Mahkeme, davanın kısmen kabulüne hükmetti. Kararı davalı şirket istinafa götürdü. Bölge Adliye Mahkemesi, işverenin itirazını reddetti. Davalı şirket bu kez kararı temyiz edince devreye Yargıtay 9. Hukuk Dairesi girdi.

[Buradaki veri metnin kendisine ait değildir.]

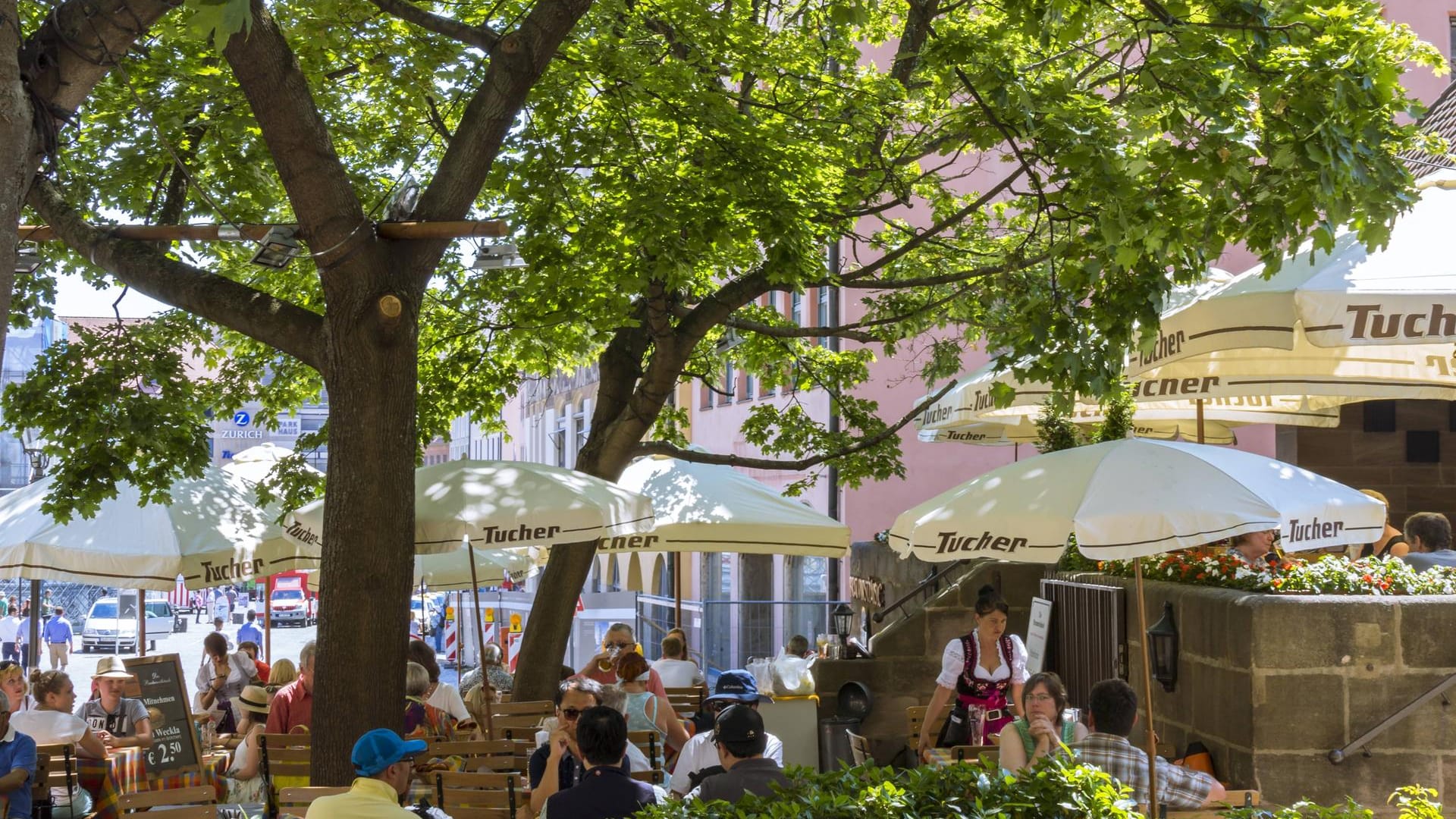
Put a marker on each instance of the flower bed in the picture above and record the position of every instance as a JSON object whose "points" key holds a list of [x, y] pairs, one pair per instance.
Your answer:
{"points": [[1329, 575]]}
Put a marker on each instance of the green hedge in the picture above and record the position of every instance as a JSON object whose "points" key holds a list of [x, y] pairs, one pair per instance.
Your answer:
{"points": [[1053, 790]]}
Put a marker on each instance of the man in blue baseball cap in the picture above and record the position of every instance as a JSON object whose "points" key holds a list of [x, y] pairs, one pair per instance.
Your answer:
{"points": [[383, 763], [699, 757]]}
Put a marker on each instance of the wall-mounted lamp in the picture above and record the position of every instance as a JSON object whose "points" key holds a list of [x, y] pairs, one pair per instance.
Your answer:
{"points": [[1163, 649]]}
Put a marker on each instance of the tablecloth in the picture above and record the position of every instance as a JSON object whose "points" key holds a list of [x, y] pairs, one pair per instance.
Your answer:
{"points": [[126, 771]]}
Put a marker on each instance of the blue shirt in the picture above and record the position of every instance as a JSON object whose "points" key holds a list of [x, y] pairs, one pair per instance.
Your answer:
{"points": [[57, 630], [251, 632], [18, 751]]}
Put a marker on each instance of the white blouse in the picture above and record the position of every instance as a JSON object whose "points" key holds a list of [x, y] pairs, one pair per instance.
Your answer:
{"points": [[952, 664]]}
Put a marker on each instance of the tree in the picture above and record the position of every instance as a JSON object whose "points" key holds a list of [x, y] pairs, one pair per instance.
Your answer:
{"points": [[354, 324], [1033, 174]]}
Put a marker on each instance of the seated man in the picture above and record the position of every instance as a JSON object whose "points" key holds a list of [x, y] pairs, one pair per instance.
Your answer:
{"points": [[699, 758], [1430, 538], [558, 764], [17, 765], [118, 722], [1112, 710], [606, 792], [383, 764], [740, 739]]}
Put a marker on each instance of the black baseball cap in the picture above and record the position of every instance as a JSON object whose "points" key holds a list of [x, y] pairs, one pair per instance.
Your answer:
{"points": [[737, 723]]}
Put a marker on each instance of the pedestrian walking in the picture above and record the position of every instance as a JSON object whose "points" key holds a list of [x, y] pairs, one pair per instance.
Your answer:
{"points": [[58, 635], [9, 635]]}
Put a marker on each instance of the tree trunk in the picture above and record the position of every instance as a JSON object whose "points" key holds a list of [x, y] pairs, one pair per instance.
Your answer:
{"points": [[15, 159], [369, 525], [552, 614]]}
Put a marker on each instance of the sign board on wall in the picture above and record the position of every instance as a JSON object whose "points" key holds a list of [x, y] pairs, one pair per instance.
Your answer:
{"points": [[1037, 634], [162, 689]]}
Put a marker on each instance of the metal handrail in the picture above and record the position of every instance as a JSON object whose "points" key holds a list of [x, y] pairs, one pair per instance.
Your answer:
{"points": [[935, 579], [1439, 689]]}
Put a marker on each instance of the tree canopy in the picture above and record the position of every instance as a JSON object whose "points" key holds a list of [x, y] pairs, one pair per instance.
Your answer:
{"points": [[1031, 175]]}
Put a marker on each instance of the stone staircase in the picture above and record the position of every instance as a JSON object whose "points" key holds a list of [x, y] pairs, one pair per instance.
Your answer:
{"points": [[908, 651]]}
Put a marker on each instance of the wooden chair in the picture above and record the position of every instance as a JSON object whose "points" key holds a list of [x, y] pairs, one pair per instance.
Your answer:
{"points": [[650, 745], [60, 771], [479, 796], [41, 784], [915, 716], [290, 800], [487, 755], [859, 749], [286, 760], [181, 803], [686, 701]]}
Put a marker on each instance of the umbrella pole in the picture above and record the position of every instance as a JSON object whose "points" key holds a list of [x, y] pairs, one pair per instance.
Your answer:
{"points": [[142, 623], [479, 645], [268, 617], [36, 624], [1147, 676]]}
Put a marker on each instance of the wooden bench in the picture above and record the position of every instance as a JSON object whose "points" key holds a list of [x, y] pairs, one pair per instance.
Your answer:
{"points": [[915, 716]]}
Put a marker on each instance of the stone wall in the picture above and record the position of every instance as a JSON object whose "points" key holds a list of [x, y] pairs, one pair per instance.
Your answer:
{"points": [[1376, 461], [908, 653], [1272, 684]]}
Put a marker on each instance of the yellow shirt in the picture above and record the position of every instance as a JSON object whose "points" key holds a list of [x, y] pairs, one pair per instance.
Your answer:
{"points": [[367, 799]]}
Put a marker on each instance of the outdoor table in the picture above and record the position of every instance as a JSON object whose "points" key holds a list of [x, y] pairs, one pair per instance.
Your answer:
{"points": [[124, 770], [946, 755]]}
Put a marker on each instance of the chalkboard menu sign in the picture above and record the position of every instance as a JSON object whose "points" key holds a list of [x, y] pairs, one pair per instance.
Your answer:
{"points": [[162, 689]]}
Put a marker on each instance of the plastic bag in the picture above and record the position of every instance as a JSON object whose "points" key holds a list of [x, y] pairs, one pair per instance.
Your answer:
{"points": [[792, 676], [762, 672]]}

Emsal nitelikte bir karara imza atan 9. Hukuk Dairesi, işçinin yıllık iznini kullanıp kullanmadığının ispatının işveren sorumluluğu altında olduğuna dikkat çekti. Kararda, işverenin yıllık izinlerin kullandırıldığını imzalı izin defteri veya eşdeğer bir belge ile kanıtlaması gerektiği hatırlatıldı. Bu konuda ispat yükü üzerinde olan işverenin işçiye yemin teklif edebileceği dile getirildi. Sözleşmenin feshi halinde kullanılmayan yıllık izin sürelerine ait ücretin işçinin kendisine veya hak sahiplerine ödeneceği vurgulanan kararda şöyle denildi:
İŞTE ALININ KARARIN DETAYLARI
“Böylece iş sözleşmesinin feshinde kullanılmayan yıllık ücretli izin hakkı izin alacağına dönüşür. Bu nedenle zaman aşımı da iş sözleşmesinin feshinden itibaren işlemeye başlar. Yıllık izin hakkı anayasal temeli olan bir dinlenme hakkı olup, işçinin iş sözleşmesinin devamı sırasında ücrete dönüşmez ve bu haktan vazgeçilemez. İşçinin iş sözleşmesinin devamı süresinde kullanmadığı yıllık izinlere ait ücreti talep etmesi mümkün değildir. Bu nedenle işçinin iş sözleşmesinin devamı sırasında izin hakkının bulunduğunun tespitini talep etmesinde hukuki menfaati vardır. Somut uyuşmazlıkta hükme esas alınan bilirkişi raporunda davalı işyerinde 5 yılı aşkın çalışması olduğu tespit edilen davacının tüm çalışma süresi boyunca hak ettiği yıllık ücretli izin süresinin 100 gün olduğu belirtilmiş ve yıllık izin ücreti alacağına yönelik talep, davacının hiç izin kullanmadığı kabulü ile hüküm altına alınmıştır.
Ne var ki 5 yıl boyunca yıllık ücretli izin kullanılmadan çalışılması hayatın olağan akışına aykırı olduğundan, 6100 sayılı Hukuk Muhakemeleri Kanunu’nun 31. maddesi uyarınca hakimin davayı aydınlatma ödevi çerçevesinde davacı asil çağrılarak yıllık izinlerle ilgili beyanının alınmasından sonra sonucuna ve tüm dosya çerçevesine göre değerlendirme yapılarak bir karar verilmesi gerekirken, eksik inceleme ve yanılgılı değerlendirme ile yazılı şekilde karar verilmesi hatalı olup bozmayı gerektirmiştir.”